We may note that the idea of overcoming death can be traced back for some three thousand years or so. Hermes, the "Thrice Greatest One," taught that only "by error" had death become installed upon our planet, and that nothing in the world could ever be lost. "Death does not exist; the word 'mortal' is void of meaning, and is merely the word 'immortal' without its first syllable." He taught further that the world was the second God, immortal and alive, and that no part of it could ever die; that "the eternal" and "the immortal" must not be confused, for "the eternal" was God Uncreate, while the world which He had created and made in His own image was endowed with His immortality. Hermes also suggested that it was only necessary to send our bodily sensations to sleep in order to awake in God and rejoice in immortality!

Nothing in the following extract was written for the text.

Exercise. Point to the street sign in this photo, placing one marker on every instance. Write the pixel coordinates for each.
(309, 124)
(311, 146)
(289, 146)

There was a close relationship between Hermes, the Essenes of Egypt, and St. John, the author of Revelation. Indeed, if we search carefully, we find that the Gnostics of every school believed in the possibility of banishing death from the earth.

"Whosoever drinketh of the water that I shall give him shall never thirst; but the water that I shall give him shall be in him a well of water springing up into everlasting life." (St. John iv. 14).

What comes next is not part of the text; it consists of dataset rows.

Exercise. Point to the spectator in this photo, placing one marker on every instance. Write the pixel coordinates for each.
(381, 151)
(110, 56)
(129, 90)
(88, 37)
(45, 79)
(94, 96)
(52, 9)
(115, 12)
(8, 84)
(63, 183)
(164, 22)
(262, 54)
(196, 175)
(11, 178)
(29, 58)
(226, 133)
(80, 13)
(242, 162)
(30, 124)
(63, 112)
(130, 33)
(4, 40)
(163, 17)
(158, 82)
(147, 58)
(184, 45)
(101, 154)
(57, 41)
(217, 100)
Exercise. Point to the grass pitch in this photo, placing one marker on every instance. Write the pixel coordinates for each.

And what superiority over the claims of Mrs. Eddy is shown by Hermes, when he declares that in order to reach the spiritual worlds we only need to free ourselves from sensation!

Unsuspected sources of inspiration, as yet unutilised, abound in the writings of the Pythagoreans, the Essenes, and even the Neo-Platonists. The creators of future religions are likely to draw much water from these wells, but Christian Science can lay claim to be the first to have made use of the mysticism of the past in a practical fashion, so that its adherents rejoice in the prospect of endless life, even as did the visionaries of former ages.

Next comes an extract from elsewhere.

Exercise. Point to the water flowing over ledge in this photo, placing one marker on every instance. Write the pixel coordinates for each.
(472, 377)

When one examines the doctrine closely, its lack of originality becomes apparent. The idea that matter does not exist has had numerous protagonists in the realms of philosophy, and is ardently defended by Berkeley. In the dialogues of Hylas and Philonous, the latter speaks of the "absolute impossibility" of matter, which has no existence apart from spirit. But Mrs. Eddy succeeded in giving this purely metaphysical conception a concrete value in the affairs of every-day life.

She opened the first School of Christian Science Mind-healing in 1867 with one student; towards the end of the century her followers numbered close on a hundred thousand; while to-day the "Mother Church" can boast over a million adherents, to say nothing of its financial resources.

Without doubt suggestion is the basis of the miraculous cures which are the pride of Christian Science, but the prophetess and her followers have always denied this. As Jesus ignored the power of suggestion, they also must not only ignore it, but wage merciless war upon it. They deny both suggestion and matter, while making use of each—but neither the use of suggestion nor the doctrine of the non-existence of matter could alone or together have procured for the new sect its truly phenomenal success. That is due largely to ingenious methods of publicity, on the most modern lines (and is not advertisement itself one of the most effective forms of suggestion?). When one miraculous cure after another was announced, money flowed in, and Mrs. Eddy made use of it to increase the numbers of believers. Adapting herself to the mentality of her hearers, or readers, she demanded large fees for the manifestations of the "spirit" which was incarnated in herself and her helpers, and left behind her when she died, an immense personal fortune, and hundreds of prosperous churches. "Matter" does not seem to be altogether negligible, even for pure spirits who do not believe in its existence, and consider it an invention of the devil!

[1] See La Philosophie de la LongevitÉ (BibliothÈque de Philosophie Contemporaine, FÉlix Alcan, 12th edition), by Jean Finot.